Catharsis, - "очищение"; catharotes, - "чистота"; catharos, - "чистый". Учение Платона о чистоте рассматривает французский ученый Л.Мулинье{54}. В известной мере исследование это надо считать полезным, хотя Платону посвящается не очень большая часть книги. Заслугой этого автора является то, что он рассмотрел понятие очищения по отдельным диалогам Платона и привел при этом внушительные материалы. Но безусловным недостатком этого исследования является то, что оно не содержит систематического обследования платоновских материалов, а это затрудняет читателя при попытке представить себе общую картину всей проблемы. Некоторые общие выводы Л.Мулинье, правда, все же делает. Но выводы эти не очень отчетливы. В учении Платона об очищении Л.Мулинье находит интеллектуализм, - однако без точного пояснения, как нужно понимать этот интеллектуализм в отношении Платона. В "Филебе", например, удовольствие является предметом не менее важным для исследования, чем разум. Да и сам исследователь указывает на то, что материя имела для Платона тоже религиозно-философское значение. Односторонне, как нам кажется, выдвигается концепция очищения по "Федону" и излишним образом подчеркивается его аскетизм. И вообще Л.Мулинье недооценивает у Платона его положительного отношения к телу и материи, заслоняет "Пир" и "Федра" "Федоном", совсем не понимает иерархической концепции телесности у Платона, что и заставляет его признать гораздо большую важность учения Платона о душе, чем его же учения о чистоте знания.
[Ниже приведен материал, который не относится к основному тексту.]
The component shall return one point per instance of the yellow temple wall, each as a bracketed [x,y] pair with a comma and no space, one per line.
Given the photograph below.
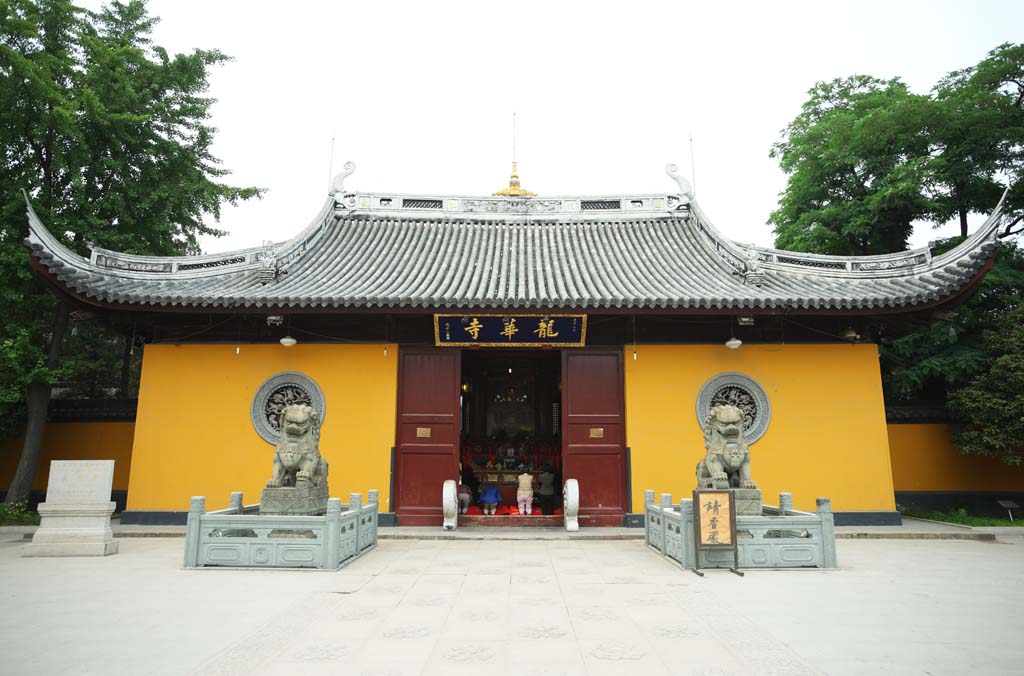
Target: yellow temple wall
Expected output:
[195,437]
[74,440]
[925,458]
[827,434]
Л.Мулинье не избежал традиционного абстрактно-метафизического и спиритуалистического искажения Платона. Это и делает его выводы в значительной мере односторонними и условными. Нам пришлось предпринять новое исследование этой проблемы, исходя из нашего более живого отношения к Платону, стараясь представить его материалы систематически и, главное, сделать те выводы для эстетики, которые у Л.Мулинье целиком отсутствуют.

Основным текстом о "чистоте" являются у Платона страницы "Софиста" (226с-231b). Здесь сначала говорится о способе отделения одной вещи от другой, частным случаем которого является различение (226с). Различение бывает двоякое - оценочное (отделение худшего от лучшего) и безоценочное (отделение вещей взаимноподобных). Первое и есть очищение. Очищение тоже двух родов - физическое и психическое, причем физическое очищение разное в предметах неодушевленных и в одушевленных. Физическое очищение в применении к одушевленным существам может быть внутренним (оно происходит под действием гимнастики - путем внешнего упражнения, или медицины - физиологически) и внешним (как, например, в бане) (226с-227а). Двум видам внутреннего физического очищения соответствуют два вида очищения души: тому "безобразию", от которого в физическом смысле избавляет гимнастика, соответствует "незнание", и от него "очищает" "научение"; а той физической "болезни", от которой лечит медицина, в душе соответствуют пороки (бесстыдство, несправедливость, трусость и пр.), и от них "очищает" "соответствующее наказание". Возьмем научение, которое "очищает" от незнания. Тут, во-первых, можно перестать приписывать себе знание того, чего не знаешь, то есть можно избавиться от "невежества", и "очищение" тут окажется "образованием". Можно, во-вторых, и это "образование" понимать двояко, - как чисто теоретическое, абстрактное внушение, назидание, наставление и как активное обличение (elegchos), которое Платон называет "благородной софистикой" (227d-231b).

Эту "благородную софистику" Платон изображает так. Она состоит в задавании вопросов, разоблачающих уверенность в знании у того, кто не знает предмета, о котором говорит. Оно собирает мнения заблуждающихся и находит в них единое зерно истины, с точки зрения которого и обсуждает эти мнения, выделяя их противоречия. Заблуждающийся после этого начинает досадовать на себя, а с другими вести себя скромнее; он испытывает стыд, расставаясь с ложными знаниями, и обличитель делает его "чистым", приводя к той мысли, что "он знает только то, что знает, а не больше" (230d).